Environment. The testbed is established on a cluster of fourteen nodes connected by a 1 Gbit Ethernet switch. Five nodes are used to transmit data source through Kafka. One node serves as the nimbus of Storm, and the remaining eight nodes act as supervisor nodes. Each data source node and the nimbus node have a Intel E5-2620 2.00 GHz four-core CPU and 4 GB of DDR3 RAM. Each supervisor node has two Intel E5-2620 2.00 GHz four-core CPU and 64 G of DDR3 RAM. We implement comprehensive evaluations of our prototype on Storm-0.9.5 and Ubuntu-14.04.3.

Data Sets. We use TPC-H benchmark [14] to test the proposed algorithms, and generate the TPC-H data sets using the dbgen tool shipped with TPC-H benchmark. All the input data sets are pre-generated into Kafka before feeding to the stream system. We adjust the data sets with different degrees of skew on the join attributes under Zipf distribution by choosing a value for skew parameter z. By default, we set z = 1, and generate 10 GB data.

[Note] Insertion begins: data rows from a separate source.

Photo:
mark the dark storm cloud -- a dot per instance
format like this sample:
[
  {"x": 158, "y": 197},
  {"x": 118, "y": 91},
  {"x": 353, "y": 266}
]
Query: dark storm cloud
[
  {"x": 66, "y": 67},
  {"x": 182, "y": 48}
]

Queries. We employ three join queries, namely two equi-joins from the TPC-H benchmark (Q3 and Q5) and one synthetic band-join (Band) is used in [4, 5]. The Band are expressed as follows:

figure c

Models. We use three algorithms for evaluating the query performance, namely D-JB, JB [5] and JB6 [5]. D-JB is proposed in this paper. JB divides the pus on average, and each half of the pus corresponds to a data stream. JB6 means there are 6 subgroups in each side for random routing.

5.2 Throughput and Latency

We compare the throughput and latency among the different models by using queries of Q3, Q5 and Band. As shown in Fig. 2(a), the throughput of D-JB is largest than JB and JB6. However, the throughput of JB is lowest due to it needs to do the whole network broadcast operation, the communication is too large. Figure 2(b) shows that the latency of D-JB is lowest, and the latency of JB is highest.

Fig. 2.
figure 2

Throughput and latency

5.3 Scalability

When the cluster scales out, we further study the scalability of D-JB, JB and JB6. Since JB and JB6 do not support scaling out dynamically for full-history online join, we use Taychon to implement these models, which can scale out processing nodes without restarting topologies in Storm. As shown in Fig. 3(a), (b) and (c), the run time of D-JB is the shortest in these models, and the scalability of D-JB is the strongest. Moreover, since Q5 involves the largest number of data streams and the most complex join operation, the run time of Q5 is more than Q3 and Band. And, because of Band involves only one data stream, it can get the minimum run time.

Fig. 3.
figure 3

Runtime

6 Conclusion

In this paper, we propose online join method for skewed and varied data streams. Based on the join-biclique model, we give a mixed key-based and tuple-based partitioning scheme to handle data skew in one side of the join-biclique model, and present a strategy for redistribution of processing units in two sides of this model. Finally, we design a migration algorithm about state consistency to support full-history joins and adaptive resource management. Our experimental results demonstrate that our proposed framework can be better to deal with data skew, significantly improve the throughput and reduce the latency of DDSMS.